His involvement in USA for Africa during the mid-1980s resulted in renewed interest in his music, culminating in a record deal with EMI. He subsequently released his first album of original material in over a decade, Paradise in Gazankulu, in 1988. The album contains ten protest songs against the South African former Apartheid policy and is his last studio album. In the same year Belafonte, as UNICEF Goodwill Ambassador, attended a symposium in Harare, Zimbabwe, to focus attention on child survival and development in Southern African countries. As part of the symposium, he performed a concert for UNICEF. A Kodak video crew filmed the concert, which was released as a 60-minute concert video titled "Global Carnival". It features many of the songs from the album Paradise in Gazankulu and some of his classic hits. Also in 1988, Tim Burton used "The Banana Boat Song" and "Jump in the Line" in his movie Beetlejuice.

Following a lengthy recording hiatus, An Evening with Harry Belafonte and Friends, a soundtrack and video of a televised concert, were released in 1997 by Island Records.

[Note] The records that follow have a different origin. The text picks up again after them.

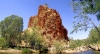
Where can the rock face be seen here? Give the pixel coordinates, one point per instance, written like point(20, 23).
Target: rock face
point(50, 22)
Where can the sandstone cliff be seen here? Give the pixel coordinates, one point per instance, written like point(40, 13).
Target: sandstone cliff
point(50, 22)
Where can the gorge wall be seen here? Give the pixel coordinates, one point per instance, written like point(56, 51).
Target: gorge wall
point(50, 22)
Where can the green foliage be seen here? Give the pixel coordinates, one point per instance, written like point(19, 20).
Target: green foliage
point(83, 8)
point(3, 43)
point(11, 28)
point(34, 38)
point(26, 51)
point(94, 36)
point(59, 46)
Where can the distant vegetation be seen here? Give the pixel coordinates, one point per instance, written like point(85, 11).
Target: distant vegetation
point(93, 38)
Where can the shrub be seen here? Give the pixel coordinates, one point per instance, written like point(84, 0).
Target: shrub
point(26, 51)
point(59, 46)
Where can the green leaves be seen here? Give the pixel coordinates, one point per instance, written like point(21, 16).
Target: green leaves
point(11, 28)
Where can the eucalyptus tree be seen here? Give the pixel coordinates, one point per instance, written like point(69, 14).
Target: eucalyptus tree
point(11, 28)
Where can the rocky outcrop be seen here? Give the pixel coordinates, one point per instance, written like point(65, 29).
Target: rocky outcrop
point(50, 22)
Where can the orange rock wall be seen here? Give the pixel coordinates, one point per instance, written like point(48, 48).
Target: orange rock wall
point(50, 22)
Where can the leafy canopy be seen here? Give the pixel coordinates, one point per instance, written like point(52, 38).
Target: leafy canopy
point(11, 28)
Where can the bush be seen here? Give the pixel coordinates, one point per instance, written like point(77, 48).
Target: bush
point(26, 51)
point(59, 46)
point(3, 43)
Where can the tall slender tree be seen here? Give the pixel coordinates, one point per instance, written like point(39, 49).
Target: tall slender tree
point(11, 28)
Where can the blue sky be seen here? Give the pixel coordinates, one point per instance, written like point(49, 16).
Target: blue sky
point(28, 8)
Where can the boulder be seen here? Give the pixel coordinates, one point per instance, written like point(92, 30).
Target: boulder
point(50, 22)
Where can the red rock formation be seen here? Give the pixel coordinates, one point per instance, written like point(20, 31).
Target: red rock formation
point(50, 22)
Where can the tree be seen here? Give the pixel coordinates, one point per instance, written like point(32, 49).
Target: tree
point(83, 8)
point(11, 28)
point(94, 36)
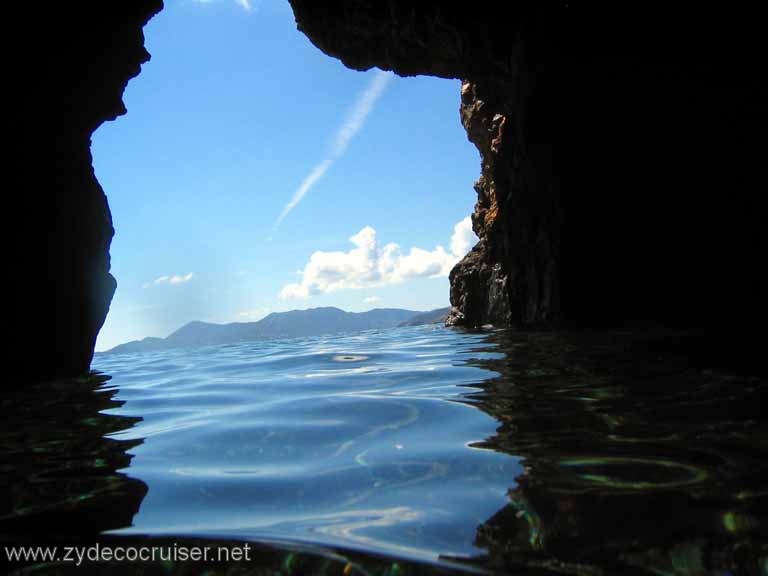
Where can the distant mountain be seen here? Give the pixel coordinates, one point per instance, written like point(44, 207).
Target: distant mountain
point(436, 316)
point(293, 324)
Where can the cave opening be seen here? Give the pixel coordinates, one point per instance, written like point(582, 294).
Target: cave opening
point(246, 151)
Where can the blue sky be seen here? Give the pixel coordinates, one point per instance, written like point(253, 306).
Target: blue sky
point(254, 174)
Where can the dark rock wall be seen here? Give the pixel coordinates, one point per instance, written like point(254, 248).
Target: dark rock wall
point(621, 176)
point(71, 62)
point(621, 148)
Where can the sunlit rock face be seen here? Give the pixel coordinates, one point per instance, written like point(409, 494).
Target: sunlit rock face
point(72, 61)
point(620, 154)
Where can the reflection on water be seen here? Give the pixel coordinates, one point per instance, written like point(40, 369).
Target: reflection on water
point(635, 461)
point(417, 450)
point(57, 467)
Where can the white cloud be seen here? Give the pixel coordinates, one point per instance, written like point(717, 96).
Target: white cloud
point(353, 123)
point(174, 279)
point(247, 5)
point(368, 265)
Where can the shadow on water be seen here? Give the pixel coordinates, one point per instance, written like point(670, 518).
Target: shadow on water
point(59, 469)
point(634, 462)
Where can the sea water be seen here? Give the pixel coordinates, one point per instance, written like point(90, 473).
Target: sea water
point(408, 450)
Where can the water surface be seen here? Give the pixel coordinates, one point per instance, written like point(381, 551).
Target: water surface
point(405, 451)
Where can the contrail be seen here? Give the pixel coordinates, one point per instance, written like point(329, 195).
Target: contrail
point(352, 124)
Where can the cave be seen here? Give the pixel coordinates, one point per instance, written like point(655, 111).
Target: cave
point(620, 184)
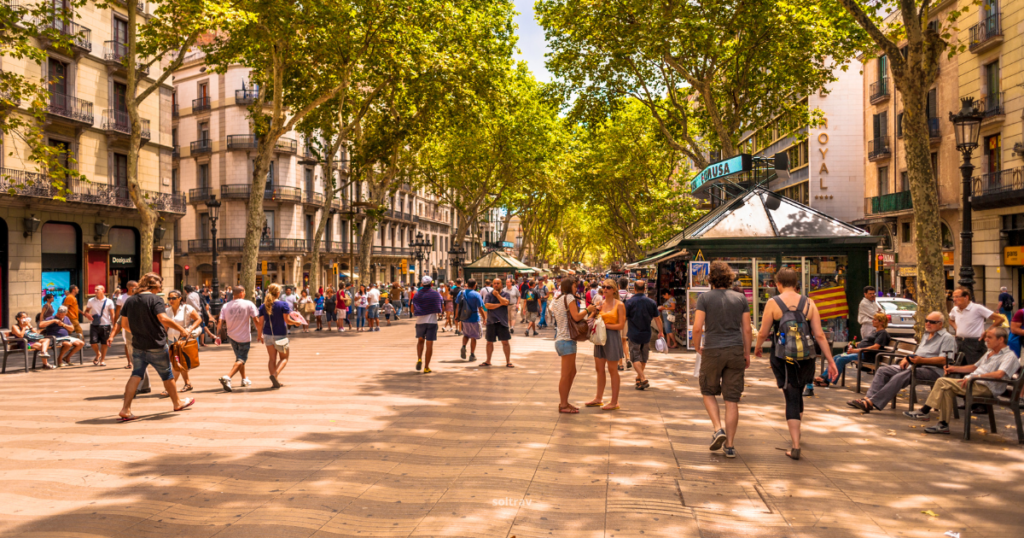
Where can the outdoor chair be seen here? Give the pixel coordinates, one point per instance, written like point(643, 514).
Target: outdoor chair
point(1010, 399)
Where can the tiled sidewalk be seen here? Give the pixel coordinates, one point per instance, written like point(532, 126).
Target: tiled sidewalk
point(358, 444)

The Long Road to Freedom: An Anthology of Black Music, a huge multi-artist project recorded by RCA during the 1960s and 1970s, was finally released by the label in 2001. Belafonte went on the Today Show to promote the album on September 11, 2001, and was interviewed by Katie Couric just minutes before the first plane hit the World Trade Center.[24] The album was nominated for the 2002 Grammy Awards for Best Boxed Recording Package, for Best Album Notes, and for Best Historical Album.

Belafonte received the Kennedy Center Honors in 1989. He was awarded the National Medal of Arts in 1994 and he won a Grammy Lifetime Achievement Award in 2000. He performed sold-out concerts globally through the 1950s to the 2000s. Owing to illness, he was forced to cancel a reunion tour with Nana Mouskouri planned for the spring and summer of 2003 following a tour in Europe. His last concert was a benefit concert for the Atlanta Opera on October 25, 2003. In a 2007 interview, he stated that he had since retired from performing.[25]

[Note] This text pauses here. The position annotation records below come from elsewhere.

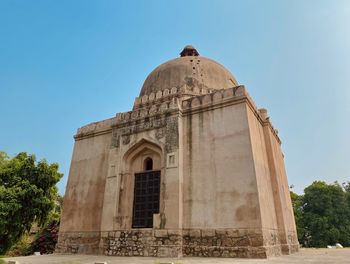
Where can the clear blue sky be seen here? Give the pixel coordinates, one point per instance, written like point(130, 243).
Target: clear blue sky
point(64, 64)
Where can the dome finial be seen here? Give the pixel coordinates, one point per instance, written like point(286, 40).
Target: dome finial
point(189, 50)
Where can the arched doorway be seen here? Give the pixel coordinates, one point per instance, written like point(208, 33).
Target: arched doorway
point(146, 195)
point(141, 193)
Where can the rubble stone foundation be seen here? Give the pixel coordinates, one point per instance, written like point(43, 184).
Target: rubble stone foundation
point(231, 243)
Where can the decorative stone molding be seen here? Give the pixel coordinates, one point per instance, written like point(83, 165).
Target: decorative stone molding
point(216, 97)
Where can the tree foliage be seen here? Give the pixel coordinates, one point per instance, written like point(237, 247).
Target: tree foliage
point(322, 215)
point(27, 194)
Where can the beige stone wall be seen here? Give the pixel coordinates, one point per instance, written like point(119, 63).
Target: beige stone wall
point(220, 188)
point(262, 171)
point(85, 188)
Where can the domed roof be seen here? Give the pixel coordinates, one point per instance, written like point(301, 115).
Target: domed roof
point(190, 69)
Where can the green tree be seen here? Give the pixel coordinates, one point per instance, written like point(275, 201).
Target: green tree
point(326, 215)
point(27, 194)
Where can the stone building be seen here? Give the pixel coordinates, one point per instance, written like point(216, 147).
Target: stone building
point(195, 169)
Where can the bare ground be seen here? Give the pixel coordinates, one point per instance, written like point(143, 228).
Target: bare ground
point(319, 256)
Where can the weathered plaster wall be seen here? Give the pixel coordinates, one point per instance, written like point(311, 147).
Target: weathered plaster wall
point(85, 188)
point(263, 177)
point(220, 188)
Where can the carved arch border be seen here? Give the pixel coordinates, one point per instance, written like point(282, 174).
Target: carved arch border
point(128, 180)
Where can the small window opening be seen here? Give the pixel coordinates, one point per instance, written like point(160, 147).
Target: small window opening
point(148, 164)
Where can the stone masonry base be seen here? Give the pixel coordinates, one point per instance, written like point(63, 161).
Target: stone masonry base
point(239, 243)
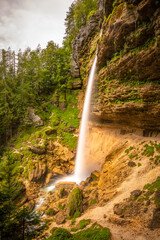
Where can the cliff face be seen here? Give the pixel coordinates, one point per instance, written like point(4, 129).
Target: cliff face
point(123, 136)
point(128, 62)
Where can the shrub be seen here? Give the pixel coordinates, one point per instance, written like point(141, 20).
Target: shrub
point(60, 234)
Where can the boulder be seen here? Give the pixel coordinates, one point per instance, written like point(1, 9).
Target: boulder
point(155, 222)
point(68, 186)
point(38, 173)
point(75, 203)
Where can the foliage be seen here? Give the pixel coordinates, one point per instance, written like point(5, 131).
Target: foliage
point(12, 216)
point(95, 232)
point(33, 78)
point(78, 14)
point(60, 234)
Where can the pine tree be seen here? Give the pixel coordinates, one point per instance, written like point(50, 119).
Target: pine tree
point(12, 216)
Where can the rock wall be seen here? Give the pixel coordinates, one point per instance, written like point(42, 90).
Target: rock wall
point(128, 62)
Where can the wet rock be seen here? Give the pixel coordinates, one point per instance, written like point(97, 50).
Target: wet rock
point(38, 174)
point(136, 193)
point(157, 196)
point(155, 223)
point(75, 71)
point(60, 218)
point(131, 164)
point(84, 34)
point(68, 186)
point(146, 9)
point(75, 203)
point(113, 36)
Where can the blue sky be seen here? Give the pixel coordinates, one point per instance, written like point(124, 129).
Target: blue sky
point(26, 23)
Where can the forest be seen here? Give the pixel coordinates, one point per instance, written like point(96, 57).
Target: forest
point(28, 79)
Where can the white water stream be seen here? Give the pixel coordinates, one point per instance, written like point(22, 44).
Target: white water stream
point(81, 172)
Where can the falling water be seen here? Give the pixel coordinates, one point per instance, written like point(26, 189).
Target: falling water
point(80, 172)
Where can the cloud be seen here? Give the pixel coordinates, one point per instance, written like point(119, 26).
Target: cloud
point(27, 23)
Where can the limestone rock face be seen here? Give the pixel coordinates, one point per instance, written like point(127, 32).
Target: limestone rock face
point(34, 118)
point(38, 174)
point(129, 92)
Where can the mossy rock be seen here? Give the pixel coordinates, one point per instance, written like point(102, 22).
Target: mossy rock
point(74, 202)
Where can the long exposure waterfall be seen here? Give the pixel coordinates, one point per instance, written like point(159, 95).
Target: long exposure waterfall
point(80, 169)
point(80, 172)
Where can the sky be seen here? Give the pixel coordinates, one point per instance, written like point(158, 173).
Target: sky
point(27, 23)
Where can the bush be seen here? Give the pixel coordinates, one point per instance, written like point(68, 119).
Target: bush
point(93, 233)
point(83, 223)
point(60, 234)
point(75, 202)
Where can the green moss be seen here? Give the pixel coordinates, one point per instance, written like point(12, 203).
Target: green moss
point(83, 223)
point(95, 232)
point(60, 234)
point(60, 206)
point(129, 149)
point(149, 150)
point(93, 201)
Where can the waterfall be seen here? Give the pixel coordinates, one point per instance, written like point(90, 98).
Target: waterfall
point(80, 169)
point(80, 172)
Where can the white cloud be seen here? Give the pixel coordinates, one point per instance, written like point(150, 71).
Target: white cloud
point(27, 23)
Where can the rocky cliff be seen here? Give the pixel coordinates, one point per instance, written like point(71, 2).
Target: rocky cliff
point(123, 136)
point(128, 62)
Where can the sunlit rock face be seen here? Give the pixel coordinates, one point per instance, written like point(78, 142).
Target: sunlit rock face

On January 29, 2013, Belafonte was the Keynote Speaker and 2013 Honoree for the MLK Celebration Series at the Rhode Island School of Design. Belafonte used his career and experiences with Dr. King to speak on the role of artists as activists.[26]

Belafonte was inducted as an honorary member of Phi Beta Sigma fraternity on January 11, 2014.[27]

In March 2014, he was awarded an honorary doctorate from Berklee College of Music in Boston.[28]

In 2017, Belafonte released When Colors Come Together, an anthology of some of Belafonte's earlier recordings produced by his son David who wrote lyrics for an updated version of "Island In The Sun", arranged by longtime Belafonte musical director Richard Cummings, and featuring Harry Belafonte's grandchildren Sarafina and Amadeus and a children's choir.

Film career

Belafonte at the 2011 Berlin Film Festival

Belafonte has starred in several films. His first film role was in Bright Road (1953), in which he appeared alongside Dorothy Dandridge. The two subsequently starred in Otto Preminger's hit musical Carmen Jones (1954). Ironically, Belafonte's singing in the film was dubbed by an opera singer, as Belafonte's own singing voice was seen as unsuitable for the role. Using his star clout, Belafonte was subsequently able to realize several then-controversial film roles. In 1957's Island in the Sun, there are hints of an affair between Belafonte's character and the character played by Joan Fontaine. The film also starred James Mason, Dandridge, Joan Collins, Michael Rennie, and John Justin. In 1959, he starred in and produced Robert Wise's Odds Against Tomorrow, in which he plays a bank robber uncomfortably teamed with a racist partner (Robert Ryan). He also co-starred with Inger Stevens in The World, the Flesh and the Devil. Belafonte was offered the role of Porgy in Preminger's Porgy and Bess, where he would have once again starred opposite Dandridge, but he refused the role because he objected to its racial stereotyping.

Dissatisfied with most of the film roles offered to him, he concentrated on music during the 1960s. In the early 1970s, Belafonte appeared in more films, among which are two with Poitier: Buck and the Preacher (1972) and Uptown Saturday Night (1974). In 1984, Belafonte produced and scored the musical film Beat Street, dealing with the rise of hip-hop culture. Together with Arthur Baker, he produced the gold-certified soundtrack of the same name. Belafonte next starred in a major film again in the mid-1990s, appearing with John Travolta in the race-reverse drama White Man's Burden (1995); and in Robert Altman's jazz age drama Kansas City (1996), the latter of which garnered him the New York Film Critics Circle Award for Best Supporting Actor. He also starred as an Associate Justice of the Supreme Court of the United States in the TV drama Swing Vote (1999). In 2006, Belafonte appeared in Bobby, Emilio Estevez's ensemble drama about the assassination of Robert F. Kennedy; he played Nelson, a friend of an employee of the Ambassador Hotel (Anthony Hopkins). He appears in Spike Lee's BlacKkKlansman (2018) as an elderly civil rights pioneer.

Personal life

Second wife Julie Belafonte
Belafonte with third wife Pamela in April 2011

Belafonte and Marguerite Byrd were married from 1948 to 1957. They have two daughters: Adrienne and Shari. Adrienne and her daughter Rachel Blue founded the Anir Foundation / Experience, focused on humanitarian work in southern Africa.[29] Shari is a photographer, model, singer, and actress and is married to actor Sam Behrens.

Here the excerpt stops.